Chiaramente i cunicoli avrebbero evitato le pozze da cui uscivano i predatori mutanti e sarebbero stati collegati l’uno all’altro tramite passaggi che noi — prudenti — avremmo occultato con paretine di terra facili da buttar giù. Il mio amico pensò anche di piazzare delle riserve di cibo qua e là, tipo barattoli di nutella e tubetti di maionese. All’epoca ci piaceva succhiare la maionese direttamente dal tubetto. E anzi io, se devo dire la verità, la mangiavo accompagnandola a piccoli pezzi di buccia di arancia o di limone, trovavo che l’insieme avesse un effetto digestivo, anche se non conoscevo il significato della parola digestivo e neanche quello della parola anticrittogamico.
Nei momenti di maggiore entusiasmo pensammo che i cunicoli avrebbero collegato la casa di mia nonna alla casa mia e alla casa del mio amico. Ci rendevamo conto che per fare questo dovevamo passare sotto l’intera città: un lavorone. Però alla fine la cosa avrebbe offerto particolari vantaggi. Potevamo sbucare all’improvviso dove ci pareva, a patto di trovare il modo di perforare l’asfalto e poi richiuderlo senza lasciare tracce. Ci doveva pur essere il modo. In attesa di trovarlo demmo inizio agli scavi.
Alla luce di quella esperienza posso dire che scavare anche solo dieci metri di cunicolo è un’impresa disperata. Una cosa impossibile.
Quando sento chiedere: chissà come hanno fatto a costruire le piramidi?! O: chissà come hanno fatto a tirar su le statue dell’Isola di Pasqua?! E insomma quando sento queste domande sulle grandi e misteriose imprese umane, io piuttosto mi chiedo: come diavolo ha fatto certa gente a scavare i cunicoli?
Davvero io e il mio amico eravamo all’inizio dell’evoluzione umana, per certi aspetti. E ci siamo restati, perlomeno io.
Ci massacrammo i polsi con certe zappe traballanti che mia nonna teneva in cantina, ogni colpo ci faceva tremare le braccia: aveva delle ripercussioni che ci arrivavano fino al gomito. I tendini ballavano dolorosamente. Tra l’altro la parte in metallo della zappa rischiava sempre di volar via dal manico, con effetti micidiali.
Poi un vecchio che si arrampicava sui pini per togliere i nidi delle processionarie (altro che abeti! È molto più difficile salire sui pini) e che arrivava sempre sferragliando in bicicletta, pieno di roba da vendere, in equilibrio precario eppure perenne, e che faceva il galante con mia nonna, ci disse che ci conveniva usare la pala.

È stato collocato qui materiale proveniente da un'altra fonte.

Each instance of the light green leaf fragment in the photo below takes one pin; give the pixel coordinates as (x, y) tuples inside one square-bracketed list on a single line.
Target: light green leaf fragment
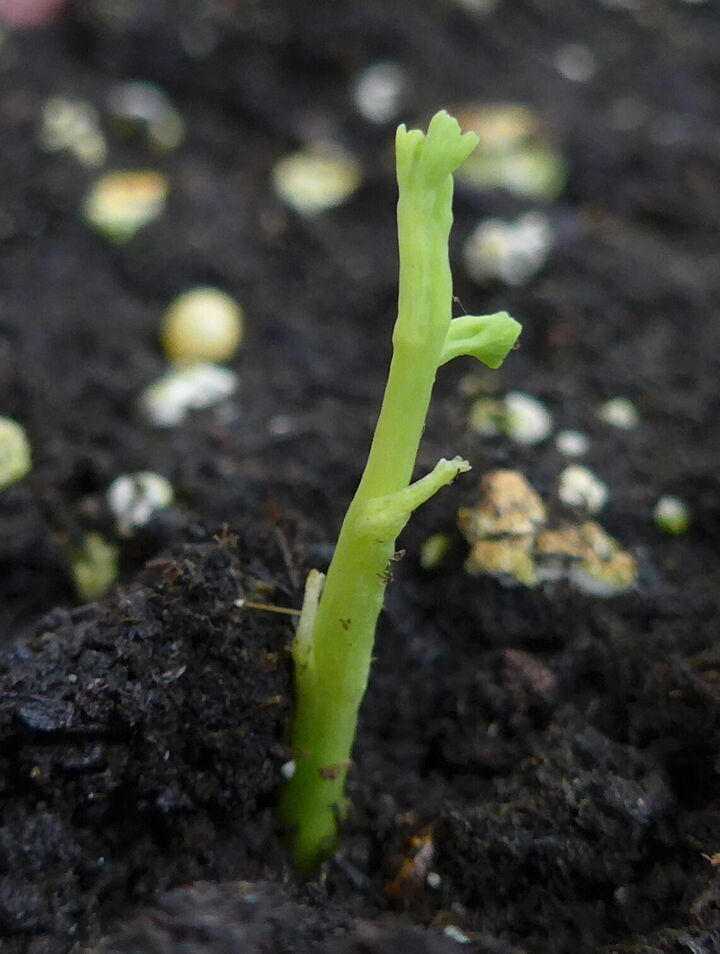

Allora abbandonammo la zappa e ci demmo alla pala. Non era meno faticoso. Scoprimmo in quell’occasione che i terreni attorno a casa di mia nonna non erano terreni: quella era roccia marrone. Con l’erba sopra. Ma, almeno, usando la pala ci facevamo meno male e non rischiavamo di darcela in testa l’un l’altro.
Imparammo però che quando scavi un cunicolo il soffitto tende a caderti in testa. Alla fine più che una complessa rete di cunicoli utile a fronteggiare il nemico ottenemmo una buca.
Gran bella buca, però.
E poi, in caso di pericolo potevamo sempre rifugiarci in casa della nonna.